For one thing, a lot of people seem to be convinced that smoking marijuana is healthy, is good for you, even if you're not treating any health condition with it.
For another, a lot of people seem to think that smoking marijuana is just not dangerous compared to smoking tobacco.
If marijuana has been promoted as good for you, and now it becomes legal, it is complicated to modulate that message to be honest about ways in which it is not good for you, too.
So, where does public health come in on legal marijuana? We've gotten a pass because regulating marijuana has been the province of law enforcement. The "soft power" of Public Health has not been called on, and the research, as stunted at the field has been, is very polarized, with some researchers claiming that marijuana has virtually no down side, and others saying that marijuana smoke is more hazardous than tobacco smoke, and most researchers just not making much of it one way or another, because being illegal, it is assumed to be a bad thing anyway.
But that brings up another point - it is really hard to get any decent epidemiologic data on the health effects of smoking marijuana. On the one hand, the illegality of pot has led to the polarization above: the researchers are often so devoted to one side of the debate or the other that it is hard to trust their work. On the other, the illegality of pot makes asking questions about people's use a bit more ethically complicated, and also hard to trust people's self-reports of engaging in an illegal activity. And then on the third hand, there's the simple fact that most (but certainly not all) people who smoke marijuana also smoke tobacco, which makes teasing apart the effects of marijuana on health very tricky.

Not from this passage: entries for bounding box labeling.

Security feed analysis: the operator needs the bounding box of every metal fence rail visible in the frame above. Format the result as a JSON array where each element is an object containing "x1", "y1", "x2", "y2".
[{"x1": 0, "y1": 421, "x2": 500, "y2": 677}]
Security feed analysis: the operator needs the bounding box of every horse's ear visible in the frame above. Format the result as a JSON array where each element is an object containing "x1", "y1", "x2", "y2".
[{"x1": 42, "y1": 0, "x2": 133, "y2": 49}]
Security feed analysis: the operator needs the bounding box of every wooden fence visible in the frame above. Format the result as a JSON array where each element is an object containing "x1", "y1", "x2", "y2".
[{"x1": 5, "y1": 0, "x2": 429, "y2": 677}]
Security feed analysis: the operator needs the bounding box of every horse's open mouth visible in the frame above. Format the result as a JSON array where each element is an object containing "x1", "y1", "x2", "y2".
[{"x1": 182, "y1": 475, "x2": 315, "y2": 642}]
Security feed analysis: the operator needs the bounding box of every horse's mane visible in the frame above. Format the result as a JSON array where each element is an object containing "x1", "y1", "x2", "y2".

So where am I after thinking about all this?
Not much farther from where I began. I don't see myself likely to get very engaged in this debate. But, I will be interested to see what happens as the desire for society to somehow curb and contain the use of this substance moves from law enforcement to public health. And I will be curious to see how the message that "marijuana is medicine" gets tagged with the small print we're now familiar with from ads for pharmaceutical drugs, and tobacco products, for that matter. What will the Surgeon General's warning be? What will the breathless, low volume pitch-man sound like when rattling off the unpleasant side effects? And when will the large cohort studies needed to answer the fundamental health questions get funded?